Even it is seen by many as the perfect job, to be a wildlife photographer takes much more than passion and skills. It requires a bag of patience beyond imagination. And beyond every ‘perfect snap’ is definitely a huge amount of work and time spent.
Alan McFadyen – a wildlife photographer since 2009, has recently explained just how much time took him to capture on camera the perfect shot of a kingfisher. Alan spent over 6 years; that’s more than 4,200 hours and took 720,000 frames until he managed to reach his goal – a perfect timing snap of a Kingfisher diving into the water without a single splash.
“The photo I was going for, of the perfect dive, flawlessly straight, with no splash required not only me to be in the right place and get a fortunate shot but also for the bird itself to get it perfect,” McFadyen told The Herald Scotland. “I would often go and take 600 pictures in a session, and not a single one of them be any good. However, looking back on the thousands and thousands of photos I have taken to get this one image, it makes me realize just how much work I have done to get it.”
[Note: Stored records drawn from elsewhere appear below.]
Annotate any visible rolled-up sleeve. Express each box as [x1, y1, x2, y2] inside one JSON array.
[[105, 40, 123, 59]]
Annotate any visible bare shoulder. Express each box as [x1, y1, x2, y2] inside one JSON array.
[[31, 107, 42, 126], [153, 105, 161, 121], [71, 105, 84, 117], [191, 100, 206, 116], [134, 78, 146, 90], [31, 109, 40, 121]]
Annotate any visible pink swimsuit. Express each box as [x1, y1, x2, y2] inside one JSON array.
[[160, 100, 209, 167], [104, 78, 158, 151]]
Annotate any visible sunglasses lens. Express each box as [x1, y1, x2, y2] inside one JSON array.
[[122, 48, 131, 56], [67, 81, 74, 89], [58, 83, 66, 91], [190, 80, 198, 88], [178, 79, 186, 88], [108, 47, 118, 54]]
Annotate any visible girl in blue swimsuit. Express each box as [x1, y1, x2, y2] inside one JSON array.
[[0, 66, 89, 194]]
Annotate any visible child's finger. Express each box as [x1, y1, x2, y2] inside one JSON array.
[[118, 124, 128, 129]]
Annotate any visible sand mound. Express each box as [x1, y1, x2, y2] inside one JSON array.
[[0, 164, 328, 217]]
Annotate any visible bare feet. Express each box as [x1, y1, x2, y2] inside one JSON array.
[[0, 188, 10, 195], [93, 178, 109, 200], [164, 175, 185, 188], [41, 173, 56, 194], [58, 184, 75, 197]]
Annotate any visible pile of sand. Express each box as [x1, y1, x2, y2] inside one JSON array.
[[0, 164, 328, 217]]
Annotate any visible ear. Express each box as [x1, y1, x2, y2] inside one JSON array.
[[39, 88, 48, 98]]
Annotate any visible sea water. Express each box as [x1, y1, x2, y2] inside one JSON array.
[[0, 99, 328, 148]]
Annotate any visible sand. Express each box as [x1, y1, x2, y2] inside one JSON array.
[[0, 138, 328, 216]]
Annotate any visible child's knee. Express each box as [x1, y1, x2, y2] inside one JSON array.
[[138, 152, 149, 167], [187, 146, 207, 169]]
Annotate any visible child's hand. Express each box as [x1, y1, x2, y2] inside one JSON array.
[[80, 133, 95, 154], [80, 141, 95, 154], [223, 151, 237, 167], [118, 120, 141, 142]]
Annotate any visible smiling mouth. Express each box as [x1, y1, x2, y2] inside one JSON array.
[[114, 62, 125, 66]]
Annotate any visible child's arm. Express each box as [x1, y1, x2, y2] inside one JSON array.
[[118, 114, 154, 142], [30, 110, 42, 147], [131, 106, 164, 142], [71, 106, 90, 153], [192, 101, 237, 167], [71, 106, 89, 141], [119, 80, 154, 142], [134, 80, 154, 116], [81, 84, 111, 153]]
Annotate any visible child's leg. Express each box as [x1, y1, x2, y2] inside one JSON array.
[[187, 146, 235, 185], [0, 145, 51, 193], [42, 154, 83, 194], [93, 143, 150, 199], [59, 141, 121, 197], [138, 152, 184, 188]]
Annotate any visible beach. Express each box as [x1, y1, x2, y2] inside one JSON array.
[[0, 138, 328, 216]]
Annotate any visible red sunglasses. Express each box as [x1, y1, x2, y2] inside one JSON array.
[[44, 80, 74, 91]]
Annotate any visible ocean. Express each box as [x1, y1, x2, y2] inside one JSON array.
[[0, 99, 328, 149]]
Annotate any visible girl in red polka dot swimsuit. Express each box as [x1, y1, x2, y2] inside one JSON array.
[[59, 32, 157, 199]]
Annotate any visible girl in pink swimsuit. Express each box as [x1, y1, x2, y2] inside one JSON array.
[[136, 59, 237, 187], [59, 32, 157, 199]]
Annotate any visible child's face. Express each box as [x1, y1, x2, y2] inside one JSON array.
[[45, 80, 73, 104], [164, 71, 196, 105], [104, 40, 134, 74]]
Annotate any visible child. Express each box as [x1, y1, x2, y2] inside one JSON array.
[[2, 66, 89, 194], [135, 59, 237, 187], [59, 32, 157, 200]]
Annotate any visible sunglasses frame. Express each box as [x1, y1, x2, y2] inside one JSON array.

The 46-year-old Scotland-based photographer said it was his grandfather who took him to observe the kingfishers near Kirkcudbrigh. It happened 40 years ago, when Allan was a little kid. But since then, he just fell in love with the bright plumage birds.
“I remember my grandfather taking me to see the kingfisher nest and I just remember being completely blown away by how magnificent the birds are,” Allan said. “I’m sure my grandfather would have loved it, I just wish he could have seen it.”
The photographer used to visit the kingfishers nesting spot about twice a day, around 100 days a year. Every session he usually took over 600 snaps with many of them being useless.